野ボール横丁BACK NUMBER
日本ハムが貫いたドラフトの信念。
菅野騒動で問われる球団の姿勢。
text by
中村計Kei Nakamura
photograph byNIKKAN SPORTS
posted2011/10/31 12:05
津田敏一日本ハム球団社長が菅野の指名権獲得を確認した瞬間。「スカウティングと育成で勝ち続けるのが、ウチのモットー」と胸を張った津田社長
長野の時の意趣返しで貴重な1位指名枠を浪費はしない。
球団も決して確約したわけではないのだが、わざわざ「指名する予定だ」と言われたら、その気になってしまうのが人情というものだろう。
だから、あえて言わない方が、双方にとって幸福だという考え方もあるのだ。
また、今回の日本ハムの菅野指名について、巨人に対する一種の異議申し立てではないかという見方もあったが、それにも違和感がある。
日本ハムは'06年のドラフト会議で、日大の長野久義を指名。だが、巨人志望を理由に交渉は決裂。そのときの意趣返しだというのだ。
日本ハムはチーム強化において、ドラフトと育成を最重要視している球団だ。そんなつまらないことで貴重な1位指名枠を使ったりはしない。

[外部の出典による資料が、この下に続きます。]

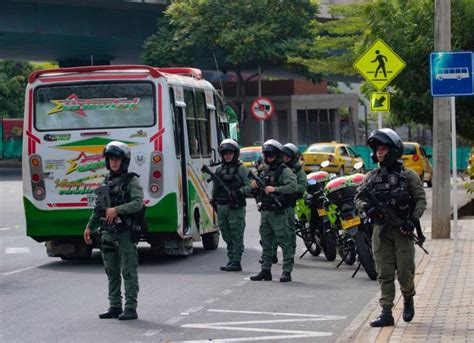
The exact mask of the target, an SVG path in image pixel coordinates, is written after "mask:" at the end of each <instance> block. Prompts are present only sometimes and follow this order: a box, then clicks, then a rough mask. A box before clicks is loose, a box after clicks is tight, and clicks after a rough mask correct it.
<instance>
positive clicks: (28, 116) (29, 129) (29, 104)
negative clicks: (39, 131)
mask: <svg viewBox="0 0 474 343" xmlns="http://www.w3.org/2000/svg"><path fill="white" fill-rule="evenodd" d="M32 125H33V89H30V91H29V92H28V131H31V128H32Z"/></svg>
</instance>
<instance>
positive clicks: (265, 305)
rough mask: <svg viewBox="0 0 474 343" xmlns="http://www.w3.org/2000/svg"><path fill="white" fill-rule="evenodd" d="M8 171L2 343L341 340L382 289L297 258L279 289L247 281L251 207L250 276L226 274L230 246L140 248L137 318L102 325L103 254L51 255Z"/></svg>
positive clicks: (257, 225)
mask: <svg viewBox="0 0 474 343" xmlns="http://www.w3.org/2000/svg"><path fill="white" fill-rule="evenodd" d="M0 172H1V174H0V175H1V176H0V194H1V206H0V208H1V217H0V256H1V259H0V323H1V327H0V341H2V342H91V341H97V342H142V341H154V342H160V341H166V342H170V341H185V342H201V341H202V342H208V341H210V340H212V341H222V342H230V341H232V342H237V341H272V342H275V341H278V342H333V341H335V340H336V338H337V336H338V334H340V333H341V332H342V331H343V330H344V329H345V328H346V327H348V326H349V324H350V323H351V322H352V321H353V320H354V318H355V317H356V316H357V315H358V314H359V313H360V311H361V310H362V309H363V308H364V307H365V306H366V305H367V304H368V302H370V301H371V299H373V297H374V296H375V295H376V292H377V290H378V286H377V283H376V282H375V281H370V280H369V278H368V277H367V275H366V274H365V272H364V270H363V269H361V270H360V271H359V273H358V274H357V275H356V276H355V278H351V275H352V273H353V271H354V270H355V266H347V265H344V264H343V265H342V266H341V267H340V268H339V269H336V268H335V267H336V265H337V263H338V259H336V261H334V262H327V261H326V260H325V258H324V257H312V256H309V254H308V255H306V256H305V257H304V258H303V259H299V258H296V263H295V268H294V271H293V273H292V276H293V280H294V281H293V282H291V283H285V284H283V283H280V282H278V279H279V277H280V274H281V262H280V263H278V264H277V265H276V266H274V267H273V270H272V272H273V277H274V280H273V281H272V282H252V281H249V279H248V278H249V276H251V275H253V274H254V273H256V272H258V271H259V269H260V265H259V263H258V260H259V257H260V245H259V243H258V242H259V235H258V220H259V214H258V212H257V211H256V208H255V205H254V204H253V202H251V201H248V203H249V206H248V208H247V228H246V235H245V245H246V250H245V253H244V258H243V268H244V271H243V272H239V273H229V272H222V271H220V270H219V266H220V265H222V264H225V263H226V255H225V248H224V247H225V244H224V242H222V241H221V243H220V245H219V248H218V250H217V251H206V250H204V249H203V248H202V245H201V244H200V243H195V249H194V254H193V256H190V257H189V258H153V257H152V256H151V255H150V251H149V247H148V246H147V245H146V244H143V245H140V247H139V250H140V266H139V279H140V293H139V299H138V314H139V320H136V321H128V322H122V321H118V320H100V319H99V318H98V317H97V314H98V313H99V312H101V311H103V310H105V309H106V308H107V307H108V302H107V289H106V285H107V284H106V276H105V273H104V268H103V266H102V262H101V259H100V255H99V252H98V251H94V253H93V257H92V258H91V259H90V260H86V261H61V260H59V259H54V258H49V257H47V256H46V253H45V247H44V244H43V243H37V242H35V241H33V240H32V239H30V238H28V237H26V236H25V222H24V217H23V205H22V185H21V174H20V172H19V171H18V170H5V169H3V170H1V171H0ZM428 193H431V191H428ZM86 220H87V218H85V219H84V223H85V222H86ZM52 225H54V223H52ZM302 251H303V244H302V242H301V240H300V239H298V247H297V253H298V252H299V253H301V252H302ZM298 256H299V254H298ZM279 258H280V261H281V259H282V258H281V252H279Z"/></svg>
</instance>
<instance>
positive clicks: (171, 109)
mask: <svg viewBox="0 0 474 343" xmlns="http://www.w3.org/2000/svg"><path fill="white" fill-rule="evenodd" d="M170 107H171V118H172V120H173V135H174V146H175V149H176V157H177V158H180V157H181V146H180V145H179V136H180V134H181V129H182V127H181V126H180V125H179V122H180V121H179V120H177V117H176V116H178V115H181V113H182V112H181V108H179V107H177V106H176V103H175V101H174V91H173V88H170Z"/></svg>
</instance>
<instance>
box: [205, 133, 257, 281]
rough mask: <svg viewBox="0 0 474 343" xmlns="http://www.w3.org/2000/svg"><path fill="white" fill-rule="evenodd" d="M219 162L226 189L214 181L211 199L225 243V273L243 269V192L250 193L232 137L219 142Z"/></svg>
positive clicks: (219, 172)
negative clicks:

競合に関係無く、いちばんいい選手を1位指名するという姿勢。
日本ハムのドラフト戦略は明確だ。
たとえ競合することになっても、その年、いちばんいい選手を獲る――。
そのため、昨年、ドラフト直前になってGMの山田正雄が早大の斎藤佑樹の1位指名を決断したとき、オーナーに「逃げるのか!」と一喝されたという。
山田の言葉だ。
「大石(達也=早大-西武)で行こうかな、ということはちょっと言っていたんです。だからオーナーは、大石は指名が殺到するから斎藤にしたと思われたみたいで……。『何を迷っているんだ! これまでは決断したら絶対に行くという思い切りがあっただろう!』とかなり強い口調で言われました。ただ、私も逃げたわけではないんですよね。数日前、改めて早大のブルペンで斎藤君が投げる姿を見て、そのオーラというか、存在感にすっかり惚れ込んでしまったんです」
いずれにせよ、今回の日本ハムの菅野指名を「強奪」という言葉で表現した媒体もあったが、日本ハムは単にドラフトのルールにのっとり、当たり前の権利を行使したに過ぎない。本来、ドラフトとはそういうものであるはずだ。